Chubu Electric is constructing additional defenses to protect the plant from a 15-meter-high tsunami, similar to the one that hit Tokyo Electric Power Co.’s Fukushima Dai-Ichi station, the Nuclear and Industrial Safety Agency said in a statement yesterday. The company, based in Aichi, western Japan, should take steps based on its assessment and report to NISA by April 16, the agency said.
The Hamaoka plant in Shizuoka prefecture southwest of Tokyo was shut in May at the request of then Prime Minister Naoto Kan after the Fukushima disaster raised concerns that Japan’s nuclear plants may not be adequately protected from natural disasters.

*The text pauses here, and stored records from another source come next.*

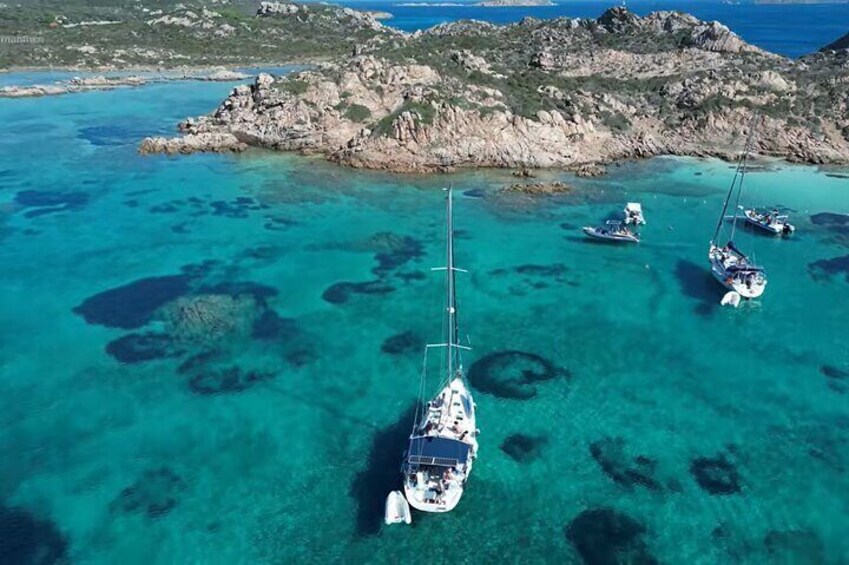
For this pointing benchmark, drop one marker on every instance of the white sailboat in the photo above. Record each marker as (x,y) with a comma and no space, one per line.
(443,444)
(729,265)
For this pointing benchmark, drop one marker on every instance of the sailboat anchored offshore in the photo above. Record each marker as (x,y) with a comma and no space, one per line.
(443,443)
(729,265)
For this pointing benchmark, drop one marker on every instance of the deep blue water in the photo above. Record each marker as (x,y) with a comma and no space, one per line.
(626,416)
(790,29)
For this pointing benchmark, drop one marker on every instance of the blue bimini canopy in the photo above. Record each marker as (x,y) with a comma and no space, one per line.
(437,451)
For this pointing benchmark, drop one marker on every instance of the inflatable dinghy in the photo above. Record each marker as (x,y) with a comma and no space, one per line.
(397,508)
(731,298)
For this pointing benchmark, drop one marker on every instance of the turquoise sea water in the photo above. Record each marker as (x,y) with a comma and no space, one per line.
(788,29)
(625,415)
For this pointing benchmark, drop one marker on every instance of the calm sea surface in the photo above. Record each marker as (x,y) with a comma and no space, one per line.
(212,358)
(789,29)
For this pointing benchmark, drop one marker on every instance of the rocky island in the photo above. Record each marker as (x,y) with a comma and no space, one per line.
(569,93)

The company said it plans to spend 140 billion yen ($1.7 billion) to construct additional tsunami defenses.
Chubu Electric is building an 18-meter-high seawall and will examine whether it needs to revise its tsunami defense measures, originally scheduled to be completed by December, Akio Miyazaki, a spokesman, said by phone.
The cost of insuring Chubu’s debt against non-payment with credit-default swaps jumped 16 basis points to 158 basis points as of 9 a.m. in London, according to data provider CMA. That’s the biggest daily increase since Nov. 1 and the highest level since Jan. 23, CMA data show.
Chubu shares rose 1 percent to 1,493 yen at the close in Tokyo, the biggest gain since March 27.
Sea waves higher than 20 meters could hit six prefectures, including Shizuoka, if a magnitude-9.1 quake occurs in the Nankai Trough, located south of Japan’s Honshu island, a panel under the Cabinet Office said in a preliminary report March 31.